When searching "Black, White, and Red" on Google Images, I noticed that the first related search was "black white and red weddings". Apparently this is a thing. Red, I guess I understood, but black? Caivano and Lopez in "The Rhetoric of black, white, and red" offer one explanation; that is, that the combination of red and black has an elegant feel. 




Scanning through the images the search brought up, there were also quite a few images of flowers - like roses - and "black white and red flowers" was also listed as a related search. Besides these, there were some ads that were certainly using "the seduction of color advertising". 



A main theme I noticed in between these other themes was rather dark, artsy pictures. The women with white faces, black hair and red lips, the man in a white shirt and black suit with blood on his arm and a red tie, or even a black bunny zipping into a bloody white bunny costume (?!?).
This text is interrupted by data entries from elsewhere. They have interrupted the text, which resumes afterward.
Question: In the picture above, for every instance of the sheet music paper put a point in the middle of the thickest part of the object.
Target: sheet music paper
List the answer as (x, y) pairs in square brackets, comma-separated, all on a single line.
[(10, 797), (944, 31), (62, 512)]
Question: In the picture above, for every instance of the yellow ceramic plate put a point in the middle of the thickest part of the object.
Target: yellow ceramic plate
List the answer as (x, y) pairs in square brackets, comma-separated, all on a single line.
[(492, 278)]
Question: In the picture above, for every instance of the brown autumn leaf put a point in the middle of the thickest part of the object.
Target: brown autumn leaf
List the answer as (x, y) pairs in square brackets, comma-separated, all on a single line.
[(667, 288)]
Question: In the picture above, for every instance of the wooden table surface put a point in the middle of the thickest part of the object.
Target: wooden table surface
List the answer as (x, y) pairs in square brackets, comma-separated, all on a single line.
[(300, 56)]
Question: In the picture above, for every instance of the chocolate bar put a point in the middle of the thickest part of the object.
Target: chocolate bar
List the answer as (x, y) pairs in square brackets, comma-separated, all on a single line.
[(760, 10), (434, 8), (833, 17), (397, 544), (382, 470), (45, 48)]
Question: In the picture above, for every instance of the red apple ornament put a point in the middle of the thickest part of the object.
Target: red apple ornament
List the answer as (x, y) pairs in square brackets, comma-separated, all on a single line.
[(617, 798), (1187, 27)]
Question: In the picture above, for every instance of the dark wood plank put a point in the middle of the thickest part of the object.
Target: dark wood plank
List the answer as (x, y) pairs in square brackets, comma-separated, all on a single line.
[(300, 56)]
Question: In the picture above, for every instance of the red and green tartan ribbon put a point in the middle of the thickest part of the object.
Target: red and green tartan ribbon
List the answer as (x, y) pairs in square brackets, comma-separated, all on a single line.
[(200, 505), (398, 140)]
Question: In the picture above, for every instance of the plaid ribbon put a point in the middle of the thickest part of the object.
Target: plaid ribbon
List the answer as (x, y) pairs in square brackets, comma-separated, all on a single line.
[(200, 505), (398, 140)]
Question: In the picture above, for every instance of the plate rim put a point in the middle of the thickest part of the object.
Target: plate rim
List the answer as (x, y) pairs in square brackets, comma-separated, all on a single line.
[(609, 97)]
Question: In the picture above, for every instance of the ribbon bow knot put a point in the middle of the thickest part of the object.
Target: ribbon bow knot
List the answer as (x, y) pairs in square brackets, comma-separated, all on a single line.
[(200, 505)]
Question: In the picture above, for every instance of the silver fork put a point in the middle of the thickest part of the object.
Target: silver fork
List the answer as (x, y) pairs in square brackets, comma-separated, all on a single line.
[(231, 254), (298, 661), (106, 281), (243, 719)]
This mix of red dresses, guns, blood, and peonies on achromatic backgrounds is unsettling, to say the least. Definitely more of a Dracula feel than a Jesus Christ feel. I have to say that these things always bring me back to the cover design of Stephanie Meyer's "Twilight": pale arms, black background, and that one red, red apple. Vampires.










The color scheme for vampires is really too perfect. You think of a vampire and there is red blood, white skin, and black clothes. But you also think elegant, don't you? Seductive? They've got their methods for drawing in the women. And the portrayal of vampires with these colors adds to the seductiveness and elegance of them, does it not?


Maybe it's just what teen pop culture is in to right now, but this whole vampire craze affects more than just the sales of pointy fake teeth. It also affects how we might be viewing a color combination.